Cette aventure s’inscrivait aussi dans la continuité impériale, presque à son terme, car à l’époque le gouvernement britannique restait puissant en Arabie et, bien que je sois le seul Européen dans ces véhicules, l’épisode évoquait d’évidence les voitures découvertes, les Rolls-Royce blindées et les sphères d’influence de la Pax Britannica. Si le drapeau flottant sur nos têtes était l’emblème rouge de Mascate, les fantômes de Curzon et Gertrude Bell chevauchaient à nos côtés d’un air approbateur.
2 Sir Richard Burton (1821–1890) fameux explorateur de l’Arabie et des sources du Nil et traducteur des Mille et Une Nuits ; Charles Doughty (1843–1926), explorateur et auteur notamment des Travels in Arabia deserta (1888) ; Harry St John Philby (1885–1960), explorateur et ornithologue, espion, converti à l’islam en 1930 et conseiller d’Ibn Séoud ; Sir Wilfred Thesiger (1910–2003), peut-être le « dernier grand explorateur anglais », en Afrique et en Arabie, auteur d’Arabian Sands (1959) et des Marsh Arabs (1964) en Irak. (NdT)
Un beau matin arabe, vers la mi-décembre 1955, j’entrai dans le palais du sultan de Mascate et d’Oman au Dhufar3, au bord de l’océan Indien. Je franchis le grand portail de la cour extérieure et les esclaves s’inclinèrent profondément ; le portail de la cour intérieure, et vis scintiller la mer derrière le rempart ; pénétrai dans le vestibule étincelant du palais, où s’alignaient les serviteurs barbus dans leurs longues robes, fusils en main ; jusqu’à ce qu’approche de moi, sorti des replis ombreux du bâtiment, une petite silhouette digne, en aba brun et or, enturbannée, épée au côté, exhalant un doux parfum d’encens.

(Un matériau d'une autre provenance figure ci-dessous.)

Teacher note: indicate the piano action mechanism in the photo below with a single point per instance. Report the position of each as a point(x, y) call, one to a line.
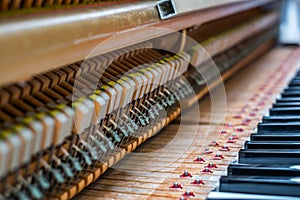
point(100, 100)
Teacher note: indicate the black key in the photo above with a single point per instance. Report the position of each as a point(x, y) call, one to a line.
point(285, 111)
point(269, 156)
point(286, 104)
point(275, 138)
point(284, 128)
point(271, 145)
point(294, 83)
point(263, 170)
point(245, 196)
point(260, 185)
point(280, 119)
point(288, 94)
point(281, 100)
point(294, 88)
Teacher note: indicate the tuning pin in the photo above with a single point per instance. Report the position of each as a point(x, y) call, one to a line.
point(206, 171)
point(58, 177)
point(99, 144)
point(151, 114)
point(140, 118)
point(231, 140)
point(114, 134)
point(218, 156)
point(238, 116)
point(198, 182)
point(152, 108)
point(211, 165)
point(214, 143)
point(65, 168)
point(42, 181)
point(143, 115)
point(183, 198)
point(86, 159)
point(19, 195)
point(235, 136)
point(207, 151)
point(199, 159)
point(189, 194)
point(159, 106)
point(176, 186)
point(73, 161)
point(224, 148)
point(186, 174)
point(92, 150)
point(239, 129)
point(33, 190)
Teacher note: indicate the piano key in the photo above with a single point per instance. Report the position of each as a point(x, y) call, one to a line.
point(275, 128)
point(287, 104)
point(286, 100)
point(269, 156)
point(272, 145)
point(4, 157)
point(275, 137)
point(286, 186)
point(285, 111)
point(280, 119)
point(291, 94)
point(263, 170)
point(215, 195)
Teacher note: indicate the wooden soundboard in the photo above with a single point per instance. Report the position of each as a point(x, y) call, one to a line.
point(156, 169)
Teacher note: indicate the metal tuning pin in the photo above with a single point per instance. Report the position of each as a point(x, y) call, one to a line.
point(92, 150)
point(133, 124)
point(41, 180)
point(146, 119)
point(73, 160)
point(32, 189)
point(109, 143)
point(99, 144)
point(83, 155)
point(157, 104)
point(152, 108)
point(57, 176)
point(120, 128)
point(139, 117)
point(65, 168)
point(151, 114)
point(113, 133)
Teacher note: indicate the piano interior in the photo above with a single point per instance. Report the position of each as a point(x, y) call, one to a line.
point(153, 99)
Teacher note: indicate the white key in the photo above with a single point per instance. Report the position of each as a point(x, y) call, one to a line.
point(48, 127)
point(16, 150)
point(100, 108)
point(4, 153)
point(38, 130)
point(83, 113)
point(28, 145)
point(112, 96)
point(63, 126)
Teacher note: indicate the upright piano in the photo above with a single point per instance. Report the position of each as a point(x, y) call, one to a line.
point(131, 99)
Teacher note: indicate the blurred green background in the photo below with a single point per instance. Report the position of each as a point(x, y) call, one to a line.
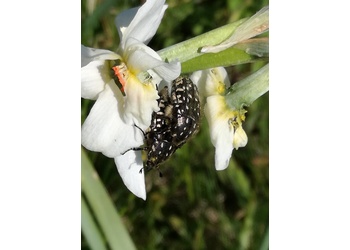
point(192, 206)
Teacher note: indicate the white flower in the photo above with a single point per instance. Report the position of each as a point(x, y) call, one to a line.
point(225, 124)
point(124, 87)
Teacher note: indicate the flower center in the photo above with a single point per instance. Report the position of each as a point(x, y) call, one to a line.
point(120, 74)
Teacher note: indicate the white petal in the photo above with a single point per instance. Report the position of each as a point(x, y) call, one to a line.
point(104, 130)
point(90, 54)
point(94, 76)
point(141, 58)
point(211, 81)
point(140, 23)
point(221, 132)
point(140, 102)
point(240, 138)
point(223, 152)
point(129, 166)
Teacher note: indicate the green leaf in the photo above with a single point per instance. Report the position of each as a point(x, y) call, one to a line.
point(103, 209)
point(90, 228)
point(246, 91)
point(228, 57)
point(190, 48)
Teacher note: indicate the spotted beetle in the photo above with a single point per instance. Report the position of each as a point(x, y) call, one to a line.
point(186, 111)
point(174, 124)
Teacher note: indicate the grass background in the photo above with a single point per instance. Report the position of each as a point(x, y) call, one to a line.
point(192, 206)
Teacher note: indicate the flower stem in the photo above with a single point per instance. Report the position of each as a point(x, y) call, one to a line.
point(246, 91)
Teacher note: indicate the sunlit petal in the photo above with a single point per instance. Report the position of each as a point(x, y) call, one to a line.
point(140, 23)
point(240, 138)
point(104, 130)
point(94, 76)
point(211, 81)
point(129, 166)
point(221, 132)
point(90, 54)
point(140, 102)
point(142, 58)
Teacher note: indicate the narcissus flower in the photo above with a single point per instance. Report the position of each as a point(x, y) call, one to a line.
point(225, 123)
point(124, 85)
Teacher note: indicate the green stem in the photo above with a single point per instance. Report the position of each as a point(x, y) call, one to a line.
point(190, 48)
point(246, 91)
point(103, 208)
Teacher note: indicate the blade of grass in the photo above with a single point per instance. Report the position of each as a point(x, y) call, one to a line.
point(103, 208)
point(90, 229)
point(265, 243)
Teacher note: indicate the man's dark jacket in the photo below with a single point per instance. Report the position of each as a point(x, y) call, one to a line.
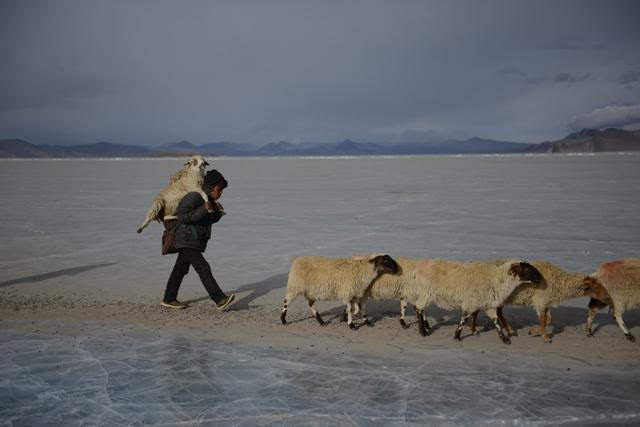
point(195, 222)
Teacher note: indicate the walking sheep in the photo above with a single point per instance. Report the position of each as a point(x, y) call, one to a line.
point(560, 285)
point(187, 179)
point(621, 282)
point(470, 286)
point(346, 279)
point(392, 287)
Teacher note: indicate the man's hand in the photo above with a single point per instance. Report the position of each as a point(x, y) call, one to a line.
point(220, 208)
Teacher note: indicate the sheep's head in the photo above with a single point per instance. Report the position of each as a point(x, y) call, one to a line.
point(592, 287)
point(198, 163)
point(384, 264)
point(526, 273)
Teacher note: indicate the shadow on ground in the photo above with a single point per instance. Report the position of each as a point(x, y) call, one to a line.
point(46, 276)
point(521, 318)
point(256, 290)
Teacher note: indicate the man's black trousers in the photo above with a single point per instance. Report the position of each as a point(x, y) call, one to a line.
point(187, 257)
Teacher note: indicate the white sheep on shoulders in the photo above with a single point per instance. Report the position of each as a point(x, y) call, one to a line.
point(189, 178)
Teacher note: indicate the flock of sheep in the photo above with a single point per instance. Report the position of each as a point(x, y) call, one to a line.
point(468, 286)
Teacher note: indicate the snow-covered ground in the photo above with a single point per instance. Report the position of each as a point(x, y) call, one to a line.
point(68, 233)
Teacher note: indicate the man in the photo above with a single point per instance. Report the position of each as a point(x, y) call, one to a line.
point(195, 218)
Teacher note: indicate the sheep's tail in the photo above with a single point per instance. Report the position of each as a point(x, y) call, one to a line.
point(153, 213)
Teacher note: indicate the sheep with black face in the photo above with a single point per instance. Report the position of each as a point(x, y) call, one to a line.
point(470, 286)
point(616, 284)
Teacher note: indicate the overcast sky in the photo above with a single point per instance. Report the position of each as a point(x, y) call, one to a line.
point(152, 72)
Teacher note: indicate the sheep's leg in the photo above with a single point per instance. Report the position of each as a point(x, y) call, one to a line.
point(474, 323)
point(403, 308)
point(356, 310)
point(283, 315)
point(503, 321)
point(424, 331)
point(204, 196)
point(493, 315)
point(350, 315)
point(618, 316)
point(594, 306)
point(537, 330)
point(364, 313)
point(425, 322)
point(315, 312)
point(463, 319)
point(544, 318)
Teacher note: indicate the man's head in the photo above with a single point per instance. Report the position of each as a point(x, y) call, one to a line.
point(214, 183)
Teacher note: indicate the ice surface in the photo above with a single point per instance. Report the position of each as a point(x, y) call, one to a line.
point(68, 228)
point(74, 221)
point(146, 380)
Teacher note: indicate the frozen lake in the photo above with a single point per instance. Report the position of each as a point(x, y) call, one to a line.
point(75, 220)
point(145, 380)
point(69, 232)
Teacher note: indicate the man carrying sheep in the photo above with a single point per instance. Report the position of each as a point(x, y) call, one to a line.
point(195, 217)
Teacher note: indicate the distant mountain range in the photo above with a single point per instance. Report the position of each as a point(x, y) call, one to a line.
point(585, 141)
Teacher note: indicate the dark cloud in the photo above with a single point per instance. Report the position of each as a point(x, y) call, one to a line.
point(255, 71)
point(609, 116)
point(629, 77)
point(571, 78)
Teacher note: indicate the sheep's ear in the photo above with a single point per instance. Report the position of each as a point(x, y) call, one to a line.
point(515, 269)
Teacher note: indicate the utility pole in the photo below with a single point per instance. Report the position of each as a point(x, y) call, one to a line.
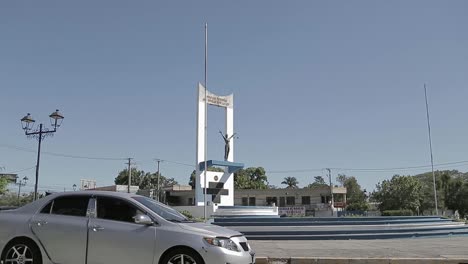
point(430, 148)
point(21, 183)
point(206, 120)
point(129, 163)
point(331, 190)
point(157, 182)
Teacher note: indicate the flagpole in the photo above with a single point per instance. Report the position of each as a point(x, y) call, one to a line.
point(430, 148)
point(206, 119)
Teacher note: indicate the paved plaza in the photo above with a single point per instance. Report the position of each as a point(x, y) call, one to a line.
point(437, 248)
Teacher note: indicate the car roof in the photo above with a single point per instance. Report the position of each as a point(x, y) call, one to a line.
point(36, 205)
point(93, 192)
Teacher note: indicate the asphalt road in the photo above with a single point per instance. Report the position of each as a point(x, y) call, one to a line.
point(447, 247)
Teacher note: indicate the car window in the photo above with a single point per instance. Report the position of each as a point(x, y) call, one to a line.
point(46, 209)
point(162, 210)
point(116, 209)
point(70, 205)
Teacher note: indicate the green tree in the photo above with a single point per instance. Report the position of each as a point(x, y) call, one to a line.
point(399, 193)
point(193, 178)
point(11, 199)
point(3, 185)
point(251, 178)
point(291, 182)
point(341, 178)
point(144, 180)
point(319, 182)
point(356, 197)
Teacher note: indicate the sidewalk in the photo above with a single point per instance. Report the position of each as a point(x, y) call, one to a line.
point(418, 250)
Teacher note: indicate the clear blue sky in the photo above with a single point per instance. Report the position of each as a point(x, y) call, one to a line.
point(316, 83)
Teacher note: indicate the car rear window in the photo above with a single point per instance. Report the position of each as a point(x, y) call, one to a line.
point(70, 205)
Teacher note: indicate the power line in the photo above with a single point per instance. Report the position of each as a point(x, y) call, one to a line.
point(20, 170)
point(389, 169)
point(458, 163)
point(176, 162)
point(59, 154)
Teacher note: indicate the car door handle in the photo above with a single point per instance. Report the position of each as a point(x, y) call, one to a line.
point(40, 222)
point(96, 228)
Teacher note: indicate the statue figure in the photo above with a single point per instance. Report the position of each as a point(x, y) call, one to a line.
point(227, 140)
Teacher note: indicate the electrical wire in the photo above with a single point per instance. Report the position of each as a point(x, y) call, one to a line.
point(390, 169)
point(20, 170)
point(59, 154)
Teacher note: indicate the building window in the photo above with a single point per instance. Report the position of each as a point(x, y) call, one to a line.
point(282, 202)
point(272, 200)
point(245, 201)
point(252, 201)
point(325, 199)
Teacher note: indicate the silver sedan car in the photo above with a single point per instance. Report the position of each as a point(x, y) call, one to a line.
point(92, 227)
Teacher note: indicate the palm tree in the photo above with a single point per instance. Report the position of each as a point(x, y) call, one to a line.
point(291, 182)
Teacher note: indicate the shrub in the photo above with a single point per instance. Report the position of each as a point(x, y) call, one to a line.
point(187, 214)
point(405, 212)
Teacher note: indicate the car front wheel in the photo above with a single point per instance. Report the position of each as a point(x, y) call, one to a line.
point(21, 252)
point(182, 256)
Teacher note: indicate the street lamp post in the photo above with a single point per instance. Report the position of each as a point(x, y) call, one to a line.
point(27, 122)
point(21, 183)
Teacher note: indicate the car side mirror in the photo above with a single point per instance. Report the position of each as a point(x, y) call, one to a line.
point(143, 219)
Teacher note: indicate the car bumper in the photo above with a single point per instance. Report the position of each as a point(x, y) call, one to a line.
point(217, 255)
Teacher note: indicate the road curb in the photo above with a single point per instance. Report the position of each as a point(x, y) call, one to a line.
point(311, 260)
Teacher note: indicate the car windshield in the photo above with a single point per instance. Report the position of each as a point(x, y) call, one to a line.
point(162, 210)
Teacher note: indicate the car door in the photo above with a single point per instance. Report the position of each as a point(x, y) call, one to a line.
point(115, 238)
point(61, 227)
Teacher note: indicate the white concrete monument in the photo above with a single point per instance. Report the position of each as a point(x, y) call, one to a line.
point(220, 185)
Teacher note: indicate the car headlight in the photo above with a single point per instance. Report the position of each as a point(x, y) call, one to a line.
point(223, 242)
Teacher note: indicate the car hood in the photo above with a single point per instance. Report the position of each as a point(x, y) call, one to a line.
point(210, 230)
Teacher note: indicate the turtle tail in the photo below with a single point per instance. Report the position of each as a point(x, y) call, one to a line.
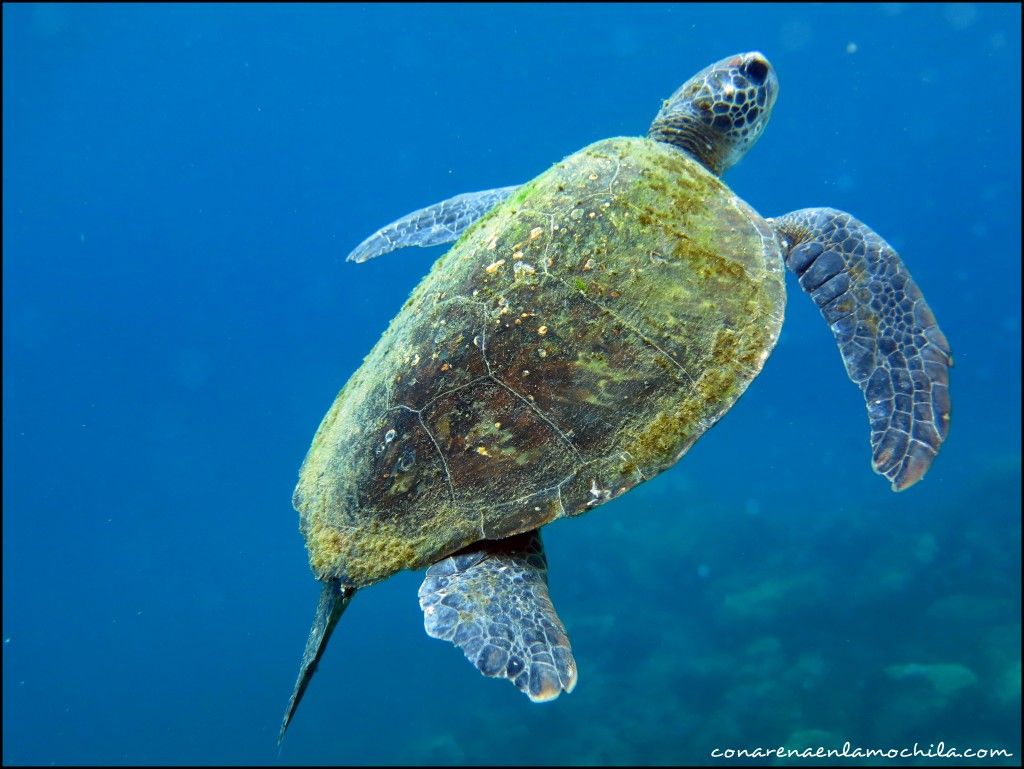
point(333, 602)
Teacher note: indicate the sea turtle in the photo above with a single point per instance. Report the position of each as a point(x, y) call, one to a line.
point(585, 330)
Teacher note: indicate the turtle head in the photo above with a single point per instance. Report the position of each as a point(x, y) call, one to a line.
point(717, 115)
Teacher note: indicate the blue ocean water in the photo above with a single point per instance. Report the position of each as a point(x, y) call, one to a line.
point(180, 186)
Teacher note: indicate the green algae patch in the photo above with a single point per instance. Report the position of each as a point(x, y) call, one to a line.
point(574, 341)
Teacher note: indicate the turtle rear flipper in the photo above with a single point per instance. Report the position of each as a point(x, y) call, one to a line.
point(442, 222)
point(890, 340)
point(492, 601)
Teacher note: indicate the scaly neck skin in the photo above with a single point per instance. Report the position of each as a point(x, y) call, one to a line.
point(688, 133)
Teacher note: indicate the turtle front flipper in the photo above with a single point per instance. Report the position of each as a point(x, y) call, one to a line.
point(492, 601)
point(888, 335)
point(442, 222)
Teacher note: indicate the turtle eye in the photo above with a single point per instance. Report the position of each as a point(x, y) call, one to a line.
point(756, 70)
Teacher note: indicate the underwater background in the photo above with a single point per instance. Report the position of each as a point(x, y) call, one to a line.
point(180, 187)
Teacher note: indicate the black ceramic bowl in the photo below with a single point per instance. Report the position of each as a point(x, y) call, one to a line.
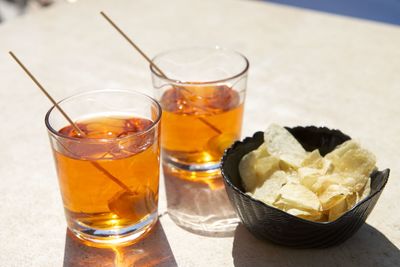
point(269, 223)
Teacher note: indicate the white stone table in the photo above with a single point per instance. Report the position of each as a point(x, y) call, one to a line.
point(306, 68)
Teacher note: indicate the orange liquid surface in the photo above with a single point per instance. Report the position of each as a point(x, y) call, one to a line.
point(108, 183)
point(199, 123)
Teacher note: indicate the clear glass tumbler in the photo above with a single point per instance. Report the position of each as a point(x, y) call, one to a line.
point(201, 92)
point(109, 175)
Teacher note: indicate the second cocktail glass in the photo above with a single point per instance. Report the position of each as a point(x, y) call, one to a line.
point(202, 99)
point(109, 173)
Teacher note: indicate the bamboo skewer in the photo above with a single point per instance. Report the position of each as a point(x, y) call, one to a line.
point(161, 73)
point(76, 128)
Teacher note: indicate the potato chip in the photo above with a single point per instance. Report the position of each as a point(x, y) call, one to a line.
point(333, 195)
point(353, 181)
point(282, 174)
point(299, 197)
point(366, 190)
point(341, 149)
point(312, 159)
point(264, 167)
point(269, 190)
point(351, 158)
point(323, 182)
point(281, 144)
point(352, 200)
point(247, 172)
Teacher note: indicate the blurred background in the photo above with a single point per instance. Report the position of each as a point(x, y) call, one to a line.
point(387, 11)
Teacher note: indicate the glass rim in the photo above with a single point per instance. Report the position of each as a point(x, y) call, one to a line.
point(194, 83)
point(103, 140)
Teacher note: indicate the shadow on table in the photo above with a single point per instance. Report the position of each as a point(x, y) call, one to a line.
point(154, 250)
point(368, 247)
point(200, 207)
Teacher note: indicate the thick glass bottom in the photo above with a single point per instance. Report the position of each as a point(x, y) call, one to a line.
point(191, 171)
point(114, 237)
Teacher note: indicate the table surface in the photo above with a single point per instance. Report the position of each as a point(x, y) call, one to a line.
point(306, 68)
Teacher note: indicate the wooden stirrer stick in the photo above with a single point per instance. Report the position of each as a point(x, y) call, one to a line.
point(152, 64)
point(76, 128)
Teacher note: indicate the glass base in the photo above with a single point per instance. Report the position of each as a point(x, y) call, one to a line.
point(192, 172)
point(115, 237)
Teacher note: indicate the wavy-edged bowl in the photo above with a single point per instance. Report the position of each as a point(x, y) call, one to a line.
point(269, 223)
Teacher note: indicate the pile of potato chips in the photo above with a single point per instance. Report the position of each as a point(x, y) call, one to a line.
point(283, 175)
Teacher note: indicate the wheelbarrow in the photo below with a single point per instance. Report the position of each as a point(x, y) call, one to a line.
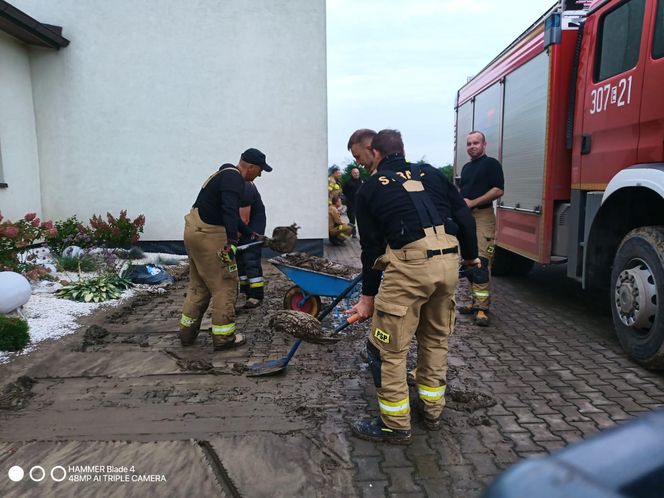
point(310, 286)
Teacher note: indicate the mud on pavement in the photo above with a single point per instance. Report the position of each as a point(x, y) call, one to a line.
point(122, 394)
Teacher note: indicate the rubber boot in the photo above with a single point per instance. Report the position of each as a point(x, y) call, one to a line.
point(189, 334)
point(373, 429)
point(221, 343)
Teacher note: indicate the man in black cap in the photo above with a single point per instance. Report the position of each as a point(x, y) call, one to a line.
point(210, 237)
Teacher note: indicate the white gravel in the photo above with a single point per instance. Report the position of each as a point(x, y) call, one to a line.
point(51, 318)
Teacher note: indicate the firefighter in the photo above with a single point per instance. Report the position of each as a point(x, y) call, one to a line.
point(481, 183)
point(252, 215)
point(338, 231)
point(210, 237)
point(359, 144)
point(410, 216)
point(333, 186)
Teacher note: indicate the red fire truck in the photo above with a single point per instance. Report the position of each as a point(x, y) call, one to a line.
point(574, 110)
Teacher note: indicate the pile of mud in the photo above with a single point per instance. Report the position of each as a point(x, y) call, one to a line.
point(315, 263)
point(301, 325)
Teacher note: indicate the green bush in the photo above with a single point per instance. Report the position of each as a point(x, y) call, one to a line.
point(95, 290)
point(13, 333)
point(70, 232)
point(69, 263)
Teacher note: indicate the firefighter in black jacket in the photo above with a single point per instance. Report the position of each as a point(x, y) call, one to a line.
point(249, 260)
point(210, 237)
point(411, 219)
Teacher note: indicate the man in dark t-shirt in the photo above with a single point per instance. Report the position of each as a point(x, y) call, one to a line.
point(481, 183)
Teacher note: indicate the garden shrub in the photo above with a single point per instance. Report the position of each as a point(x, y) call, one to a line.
point(17, 236)
point(13, 333)
point(70, 232)
point(119, 232)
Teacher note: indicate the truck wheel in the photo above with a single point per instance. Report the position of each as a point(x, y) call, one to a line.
point(637, 295)
point(506, 263)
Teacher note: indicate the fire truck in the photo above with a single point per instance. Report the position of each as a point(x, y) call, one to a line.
point(574, 110)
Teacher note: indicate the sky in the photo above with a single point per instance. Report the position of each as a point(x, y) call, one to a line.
point(399, 63)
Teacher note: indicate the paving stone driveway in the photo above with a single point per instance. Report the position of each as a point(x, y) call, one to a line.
point(554, 368)
point(548, 372)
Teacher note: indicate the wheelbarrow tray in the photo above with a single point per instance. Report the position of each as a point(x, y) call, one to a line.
point(313, 282)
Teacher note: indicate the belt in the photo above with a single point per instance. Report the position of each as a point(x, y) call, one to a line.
point(439, 252)
point(415, 254)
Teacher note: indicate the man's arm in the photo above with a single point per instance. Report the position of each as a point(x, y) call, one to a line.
point(490, 196)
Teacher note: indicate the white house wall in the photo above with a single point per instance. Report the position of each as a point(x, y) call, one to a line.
point(150, 97)
point(18, 142)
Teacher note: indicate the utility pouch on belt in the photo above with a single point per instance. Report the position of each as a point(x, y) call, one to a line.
point(388, 324)
point(381, 263)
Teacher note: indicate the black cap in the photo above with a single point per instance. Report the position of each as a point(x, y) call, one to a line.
point(255, 156)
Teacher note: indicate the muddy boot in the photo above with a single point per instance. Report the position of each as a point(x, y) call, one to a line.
point(481, 318)
point(373, 429)
point(252, 302)
point(429, 423)
point(189, 334)
point(236, 341)
point(466, 310)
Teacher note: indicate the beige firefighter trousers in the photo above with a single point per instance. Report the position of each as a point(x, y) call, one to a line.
point(211, 281)
point(485, 220)
point(416, 297)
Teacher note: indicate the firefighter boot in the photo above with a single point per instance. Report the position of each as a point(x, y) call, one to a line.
point(373, 429)
point(481, 318)
point(189, 329)
point(467, 310)
point(252, 302)
point(220, 344)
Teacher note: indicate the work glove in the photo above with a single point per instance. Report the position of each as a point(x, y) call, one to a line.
point(227, 254)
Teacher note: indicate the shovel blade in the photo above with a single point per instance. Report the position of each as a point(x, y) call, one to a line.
point(267, 368)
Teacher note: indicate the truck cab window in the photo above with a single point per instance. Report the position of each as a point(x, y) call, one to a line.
point(619, 39)
point(658, 40)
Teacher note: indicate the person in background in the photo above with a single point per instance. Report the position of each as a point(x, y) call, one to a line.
point(359, 144)
point(482, 182)
point(333, 186)
point(211, 238)
point(338, 231)
point(252, 214)
point(409, 216)
point(350, 189)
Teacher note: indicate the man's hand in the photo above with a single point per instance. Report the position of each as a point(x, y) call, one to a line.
point(227, 254)
point(472, 262)
point(363, 308)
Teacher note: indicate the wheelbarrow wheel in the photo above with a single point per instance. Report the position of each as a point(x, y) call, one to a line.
point(294, 300)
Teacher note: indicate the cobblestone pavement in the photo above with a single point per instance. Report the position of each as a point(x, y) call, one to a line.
point(551, 363)
point(548, 372)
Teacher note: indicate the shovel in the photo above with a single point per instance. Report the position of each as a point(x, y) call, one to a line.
point(273, 366)
point(283, 240)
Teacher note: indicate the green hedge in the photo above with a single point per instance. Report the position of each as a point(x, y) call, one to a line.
point(13, 333)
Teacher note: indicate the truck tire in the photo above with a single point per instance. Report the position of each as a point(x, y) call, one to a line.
point(637, 295)
point(506, 263)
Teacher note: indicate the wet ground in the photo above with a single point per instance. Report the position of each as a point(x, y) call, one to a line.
point(161, 420)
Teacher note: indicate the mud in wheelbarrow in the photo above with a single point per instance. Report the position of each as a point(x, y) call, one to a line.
point(314, 278)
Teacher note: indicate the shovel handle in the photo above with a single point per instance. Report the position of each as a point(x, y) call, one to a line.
point(349, 321)
point(250, 244)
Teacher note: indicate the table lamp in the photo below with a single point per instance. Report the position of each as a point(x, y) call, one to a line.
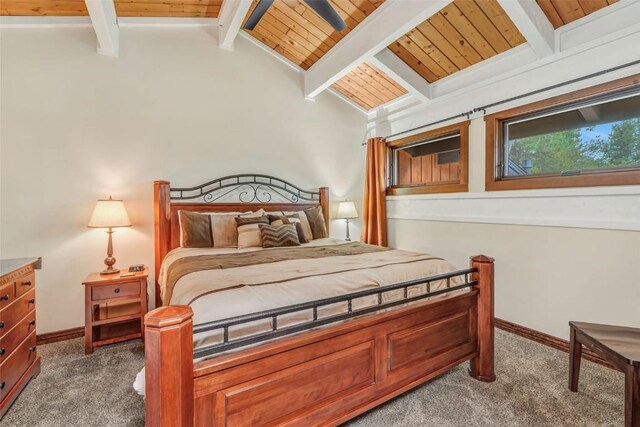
point(109, 214)
point(346, 211)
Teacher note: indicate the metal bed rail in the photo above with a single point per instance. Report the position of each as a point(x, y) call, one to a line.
point(275, 332)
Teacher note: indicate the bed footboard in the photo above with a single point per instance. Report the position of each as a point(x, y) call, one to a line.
point(321, 377)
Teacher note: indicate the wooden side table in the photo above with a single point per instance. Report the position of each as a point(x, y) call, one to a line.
point(618, 345)
point(114, 308)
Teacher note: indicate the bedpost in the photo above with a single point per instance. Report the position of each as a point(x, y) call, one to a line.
point(162, 228)
point(324, 203)
point(169, 366)
point(482, 366)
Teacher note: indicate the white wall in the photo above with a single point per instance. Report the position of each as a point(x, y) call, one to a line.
point(77, 126)
point(566, 254)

– Bonjour M. Morris, dit Son Altesse le sultan Saïd bin Taimur. Je me demande à quel point la carte de l’Arabie du Sud-Est vous est familière ?
Elle ne me l’était aucunement, ne fût-ce que parce que ce coin éloigné de la péninsule arabique demeurait le moins connu de tous les pays arabes. Il apparaissait vaguement dans l’atlas, grand triangle brun sablonneux, bordé par le golfe d’Oman d’un côté et la mer d’Arabie de l’autre, avec un pâté de montagnes au centre et un terrible désert sur son périmètre. Au surplus, comme si l’on n’était pas tout à fait sûr de soi, on le désignait sous le nom de « Mascate et Oman ». Le cartographe ne semblait pas du tout savoir où commençait Mascate et où finissait Oman ; ce qui n’avait rien d’étonnant car personne ne le savait.
Mon sultan encensé, descendant d’une dynastie qui avait jadis régné sur Zanzibar et occupait le trône depuis 1744, estimait être le souverain légitime du triangle entier. Le Dhufar, la province littorale méridionale, lui appartenait sans doute ; de même que Mascate, sur le rivage du Golfe ; de même, on le présumait, que la côte peu habitée qui court autour de la corne de la péninsule et relie les deux régions. Mais pour l’intérieur du pays, baptisé Oman de manière imprécise, il en allait autrement. C’était un territoire accidenté, montagneux, isolé par de hautes chaînes et des déserts, peuplé de tribus dures, turbulentes, d’une quiétude relative : tantôt elles se querellaient, tantôt elles s’associaient pour repousser un ennemi commun ; elles devaient divers hommages aux chefs tribaux et à de brumeuses fédérations historiques ; elles étaient souvent féroces, cupides et xénophobes ; plusieurs étaient affiliées à une secte islamique, l’Ibâdhiya, qui avait disparu partout ailleurs en Arabie. Le sultan urbain, plein d’usage du monde, autocrate paternel éduqué en Inde, était-il le maître accompli et légitime de ces peuples rétifs ?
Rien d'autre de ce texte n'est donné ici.